Ref:
- https://docs.aws.amazon.com/eks/latest/userguide/getting-started-console.html
- https://docs.aws.amazon.com/eks/latest/userguide/create-cluster.html
- https://docs.aws.amazon.com/eks/latest/userguide/autoscaling.html
- https://www.youtube.com/watch?v=lMb6wzy0PPA&t=1s
Create EKS Cluster
-
Create an Amazon VPC with public and private subnets that meets Amazon EKS requirements
- Create VPC - my-eks, range 192.168.0.0/16
- Create subnet - my-eks-sn-01 (ap-south-1a) (192.168.1.0/24) & my-eks-sn-02 (ap-south-1b) (192.168.2.0/24) & enable auto-assign Public IP
- Subnets must have tag “kubernetes.io/cluster/CLUSTER_NAME” = “shared” to associate with EKS Node Groups later.
- Associate two subnets to defautl route table
- Create IGW, under VPC my-eks
- Edit default route table, 0.0.0.0/0 -> IGW
-
Create a cluster IAM role and attach the required Amazon EKS IAM managed policy to it.
-
Create Role : my-eks-cluster-role
-
Trusted entity type : “Service”: “eks.amazonaws.com”
-
{
"Version": "2012-10-17",
"Statement": [
{
"Effect": "Allow",
"Principal": {
"Service": "eks.amazonaws.com"
},
"Action": "sts:AssumeRole"
}
]
}
- Attach AWS Managed - EKS Cluster Policy “AmazonEKSClusterPolicy” to role “my-eks-cluster-role” (Policy ARN: arn:aws:iam::aws:policy/AmazonEKSClusterPolicy)
["AmazonEKSClusterPolicy"]
- Create Cluter
- Name: my-eks-cluster
- give kubernetes version (1.22 - default)
- add cluster service role (my-eks-cluster-role)
- select networking (choose VPC - my-eks-vpc, subnets (ap-south-1a)/(ap-south-1b), security group, optional, give service ip range)

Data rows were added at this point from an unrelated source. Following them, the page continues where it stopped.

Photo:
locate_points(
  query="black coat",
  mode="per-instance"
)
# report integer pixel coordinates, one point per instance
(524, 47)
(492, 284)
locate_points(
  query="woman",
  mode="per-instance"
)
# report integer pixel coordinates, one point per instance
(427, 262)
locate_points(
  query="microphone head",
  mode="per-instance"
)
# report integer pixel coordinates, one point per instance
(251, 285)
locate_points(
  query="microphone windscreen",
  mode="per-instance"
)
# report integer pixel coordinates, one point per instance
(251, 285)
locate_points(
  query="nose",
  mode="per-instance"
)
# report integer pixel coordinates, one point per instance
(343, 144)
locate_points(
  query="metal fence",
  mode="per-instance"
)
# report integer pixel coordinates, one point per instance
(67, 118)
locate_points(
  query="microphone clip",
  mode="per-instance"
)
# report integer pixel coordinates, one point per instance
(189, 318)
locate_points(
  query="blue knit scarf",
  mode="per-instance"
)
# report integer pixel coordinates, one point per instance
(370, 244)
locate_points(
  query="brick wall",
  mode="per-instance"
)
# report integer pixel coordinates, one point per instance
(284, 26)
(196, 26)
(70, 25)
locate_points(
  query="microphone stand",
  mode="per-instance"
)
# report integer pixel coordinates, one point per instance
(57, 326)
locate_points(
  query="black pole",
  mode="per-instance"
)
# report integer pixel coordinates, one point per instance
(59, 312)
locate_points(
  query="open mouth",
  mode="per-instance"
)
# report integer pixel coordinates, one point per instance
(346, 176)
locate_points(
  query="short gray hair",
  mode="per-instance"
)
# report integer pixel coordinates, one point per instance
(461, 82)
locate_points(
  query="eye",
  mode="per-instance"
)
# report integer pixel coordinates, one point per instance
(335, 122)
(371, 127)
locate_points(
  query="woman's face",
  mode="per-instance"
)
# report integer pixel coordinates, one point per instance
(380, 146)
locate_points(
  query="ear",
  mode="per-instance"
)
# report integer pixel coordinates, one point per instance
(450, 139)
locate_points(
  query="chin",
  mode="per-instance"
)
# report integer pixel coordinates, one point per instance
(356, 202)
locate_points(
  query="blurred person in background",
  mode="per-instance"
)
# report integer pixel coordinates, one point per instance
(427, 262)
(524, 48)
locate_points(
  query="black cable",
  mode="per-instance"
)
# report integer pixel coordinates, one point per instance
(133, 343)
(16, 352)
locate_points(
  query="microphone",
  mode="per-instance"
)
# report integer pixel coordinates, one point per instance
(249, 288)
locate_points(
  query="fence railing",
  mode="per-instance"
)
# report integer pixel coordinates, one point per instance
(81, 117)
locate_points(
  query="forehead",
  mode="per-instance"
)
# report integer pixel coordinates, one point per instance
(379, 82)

- Cluster endpoint access - public
- Networking add-ons
- Amazon VPC CNI (enable pod networking within your cluster) - v1.10.1-eksbuild.1
- CoreDNS (v1.8.7-eksbuild.1)
- kube-proxy (v1.22.6-eksbuild.1)
Configure to communicate with cluster
- Have ‘kubectl’ installed.
- Create or update a kubeconfig file for the cluster.
aws eks update-kubeconfig --region region-code --name my-cluster
(OR)
aws eks update-kubeconfig --name $(terraform output -raw eks-cluster-name) --region $(terraform output -raw cluster-region)
- Test configuration
kubectl get svc
NAME TYPE CLUSTER-IP EXTERNAL-IP PORT(S) AGE
kubernetes ClusterIP 10.100.0.1 <none> 443/TCP 66m
Create Nodes
- Create a node IAM role and attach the required Amazon EKS IAM managed policies to it.
- Create Role : my-eks-node-role
- Trusted entity type : “Service”: “ec2.amazonaws.com”
{
"Version": "2012-10-17",
"Statement": [
{
"Effect": "Allow",
"Principal": {
"Service": "ec2.amazonaws.com"
},
"Action": "sts:AssumeRole"
}
]
}
- Create a custom policy “AmazonEKSClusterAutoscalerPolicy” for auto scaling ability of node role.
{
"Version": "2012-10-17",
"Statement": [
{
"Sid": "VisualEditor1",
"Effect": "Allow",
"Action": [
"autoscaling:SetDesiredCapacity",
"autoscaling:TerminateInstanceInAutoScalingGroup",
"autoscaling:DescribeAutoScalingInstances",
"autoscaling:DescribeAutoScalingGroups",
"ec2:DescribeLaunchTemplateVersions",
"autoscaling:DescribeTags",
"autoscaling:DescribeLaunchConfigurations"
],
"Resource": "*"
}
]
}
- Attach below AWS managed policies to the node IAM role (my-eks-node-role) and the custom policy created above.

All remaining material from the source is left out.